5) Measurement error – while you are correct that standard univariable Mendelian randomization is not particularly influenced by measurement error, the same is not necessarily true for multivariable Mendelian randomization. As this is based on multivariable regression, it is possible for measurement error in genetic association estimates to lead to bias in any direction. It may be the case that the expected bias is low, but we are not aware of any theoretical or simulation work on this topic.

Ordinary least squares (OLS) will be biased towards the null if there is random measurement error on the exposures. Random measurement error on the exposure does not affect the covariance of the outcome and the exposure. Whereas random measurement error will inflate the variance of the measured exposure relative to the true underlying exposure. These terms are the numerator and denominator of the OLS estimator, and hence if the denominator of the estimator is inflated, the OSL estimate will be downwards biased. In contrast the instrumental variable estimator is the instrument-outcome covariance divided by the instrument-exposure covariance. If the measurement error is independent of the instrument, then it will not affect the instrument-exposure covariance.

We do not know of any theoretical reason why random measurement error on the exposures would affect multivariable instrumental variable estimates. We have conducted a simple simulation to investigate this point. We found no evidence that measurement error would cause bias to a multivariable instrumental variable estimate.
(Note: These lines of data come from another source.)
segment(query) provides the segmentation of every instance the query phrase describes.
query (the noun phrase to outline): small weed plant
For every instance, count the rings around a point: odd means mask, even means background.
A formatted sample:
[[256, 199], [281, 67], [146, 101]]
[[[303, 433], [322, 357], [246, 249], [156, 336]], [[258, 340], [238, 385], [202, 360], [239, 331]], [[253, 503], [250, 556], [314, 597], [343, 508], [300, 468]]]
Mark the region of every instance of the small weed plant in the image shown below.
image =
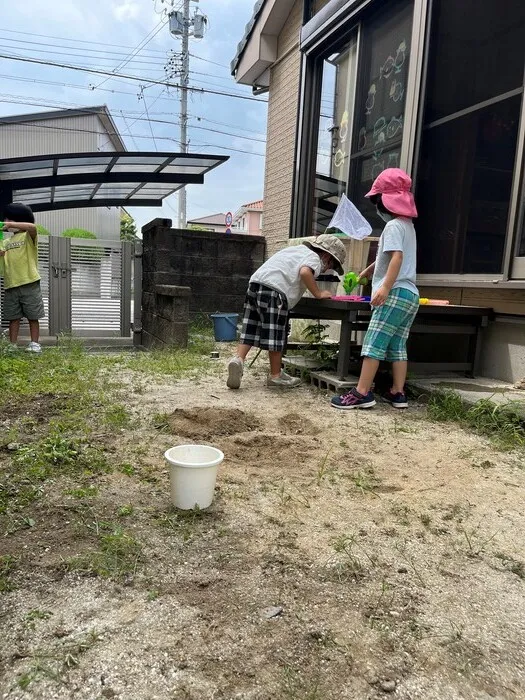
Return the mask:
[[328, 326], [322, 323], [311, 323], [303, 330], [303, 338], [308, 343], [306, 352], [319, 361], [321, 367], [331, 367], [337, 359], [339, 346], [328, 344], [326, 341]]

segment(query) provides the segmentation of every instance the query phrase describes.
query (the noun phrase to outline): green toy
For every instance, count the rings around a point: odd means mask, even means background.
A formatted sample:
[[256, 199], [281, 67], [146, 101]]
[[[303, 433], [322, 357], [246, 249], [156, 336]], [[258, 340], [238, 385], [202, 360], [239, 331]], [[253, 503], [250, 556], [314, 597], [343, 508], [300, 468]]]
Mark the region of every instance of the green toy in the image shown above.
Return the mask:
[[368, 279], [366, 277], [359, 277], [356, 272], [347, 272], [343, 279], [343, 287], [345, 293], [350, 295], [356, 287], [360, 284], [368, 284]]

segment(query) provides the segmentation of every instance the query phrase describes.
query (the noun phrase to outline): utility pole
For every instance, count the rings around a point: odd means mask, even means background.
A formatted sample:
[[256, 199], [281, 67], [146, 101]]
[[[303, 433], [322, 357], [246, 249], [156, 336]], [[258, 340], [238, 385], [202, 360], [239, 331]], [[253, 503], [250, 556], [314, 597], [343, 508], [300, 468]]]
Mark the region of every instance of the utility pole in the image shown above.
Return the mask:
[[[188, 90], [190, 82], [190, 0], [184, 0], [184, 31], [182, 34], [182, 75], [180, 84], [180, 146], [188, 152]], [[186, 228], [186, 188], [179, 190], [179, 228]]]
[[[164, 2], [164, 0], [162, 0]], [[172, 52], [166, 66], [169, 77], [177, 76], [180, 84], [180, 150], [188, 152], [188, 86], [190, 83], [190, 37], [202, 39], [204, 37], [207, 18], [199, 12], [190, 17], [192, 2], [199, 0], [183, 0], [182, 12], [173, 10], [169, 13], [170, 33], [174, 37], [181, 38], [181, 53]], [[174, 0], [171, 0], [173, 8]], [[180, 5], [179, 5], [180, 7]], [[186, 227], [186, 188], [179, 190], [179, 228]]]

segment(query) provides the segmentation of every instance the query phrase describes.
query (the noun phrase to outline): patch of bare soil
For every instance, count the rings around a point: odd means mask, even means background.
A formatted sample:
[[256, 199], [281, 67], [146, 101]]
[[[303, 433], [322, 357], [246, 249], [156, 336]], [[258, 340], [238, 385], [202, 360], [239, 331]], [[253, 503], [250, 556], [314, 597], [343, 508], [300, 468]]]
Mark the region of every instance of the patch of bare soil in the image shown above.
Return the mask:
[[279, 429], [285, 435], [318, 435], [321, 428], [300, 413], [286, 413], [279, 419]]
[[166, 420], [174, 435], [203, 440], [218, 435], [245, 433], [260, 427], [254, 415], [237, 408], [177, 408]]
[[[522, 455], [418, 406], [275, 394], [257, 369], [200, 389], [204, 409], [190, 381], [131, 394], [122, 469], [84, 496], [48, 483], [2, 525], [2, 700], [525, 697]], [[186, 438], [225, 453], [202, 512], [170, 505], [162, 454]], [[123, 535], [141, 547], [124, 576], [60, 568], [124, 556]]]
[[[0, 398], [1, 400], [1, 398]], [[64, 398], [56, 394], [40, 394], [28, 402], [23, 396], [16, 401], [9, 401], [1, 408], [2, 420], [16, 420], [30, 417], [36, 423], [47, 421], [60, 412]]]

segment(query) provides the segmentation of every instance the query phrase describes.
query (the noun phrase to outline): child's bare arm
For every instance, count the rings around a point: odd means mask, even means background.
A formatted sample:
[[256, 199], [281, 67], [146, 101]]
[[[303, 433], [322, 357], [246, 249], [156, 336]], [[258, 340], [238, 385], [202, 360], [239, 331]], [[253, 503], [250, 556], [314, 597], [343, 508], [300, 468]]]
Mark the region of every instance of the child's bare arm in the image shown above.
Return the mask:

We simulated three random error terms for the outcome and two exposures, and a random confounder:

v,u,e,c~N0,1.

We generated correlated instruments:

rg~N0,1

zx1=0.3*N0,1+0.7*rg

zx2=0.3*N0,1+0.7*rg

We generated the exposures:

x1=zx1+c+v

x2=zx2+c+u

We generated the outcome:

y=x1+x2+c+e

We generated two miss measured exposures. Measurement error:

me1,me2~N0,1

Miss measured variables:

x1,measured=x1+me1

x2,measured=x2+me2

We ran instrumental variable regression (2SLS) for both measured and true underlying exposures. The true exposures were unbiased (β=1.01, SE=0.007 and 0.986, SE=0.007). When two miss measured exposures were included the estimates were unbiased (β=1.01, SE=0.012 and 0.977, SE=0.012). When one exposure was miss measured, these estimates were still unbiased, but more precise than using two miss measured exposures (β=1.01, SE=0.0084 and 0.982, SE=0.0084). In these simulations, random measurement error increases the standard error of the estimates, but it does not cause bias.

We have included the code for this simulation below.

//Neil Davies 12/03/2019

//This simulates a multivariable MR study with measurement error on the exposures

clear

set obs 250000

//Generate errors

gen v=rnormal()

gen u=rnormal()

gen e=rnormal()

gen c=rnormal()

//Generate correlated instruments

gen rg=rnormal()

gen z_x1=0.3*rnormal()+0.7*rg

gen z_x2=0.3*rnormal()+0.7*rg

//Generate the exposures

gen x1=z_x1+c+v

gen x2=z_x2+c+u

//Generate the outcome

gen y=x1+x2+c+e

//Run IV regression

ivreg2 y (x1 x2 =z*),ro

//Repeat with measurement error

//Generate measurement error

gen me1=rnormal()

gen me2=rnormal()

gen x1_measured=x1+me1

gen x2_measured=x2+me1

//Run IV regression

ivreg2 y (x1_measured x2_measured =z*),ro

//Remains unbiased

//Run IV regression with one miss measured and one measured accurately variable

ivreg2 y (x1 x2_measured =z*),ro

6) While we understand removing participants in the interim release for the analysis of genetic associations with intelligence/education, these participants could be included in analyses for other outcomes. We understand if you prefer to keep a consistent sample definition for comparability, but you may get improvement in power by using a wider sample for the gene-outcome associations. As a side point, in Figure 1 in Supplementary file 1, could you make clear where the two samples come from in the two-sample analyses? Currently there is only one box, but logically we'd expect there should be two.

The interim release of the UK Biobank was included in the Hill et al. intelligence GWAS used to identify the SNPs associated with intelligence. As a result, if the outcomes of these individuals were included in the single sample analysis it could induce bias. While we acknowledge that this bias may well be small, the additional power from including these individuals in the single sample analysis is also likely to be modest. Therefore, we would prefer not to include these individuals in the single sample analysis. We excluded these individuals from the two-sample analysis for the same reason. We have added a note to Figure 1 in Supplementary file 1 that the exposure data for the two-sample analysis comes from the Hill et al. and Okbay et al. papers.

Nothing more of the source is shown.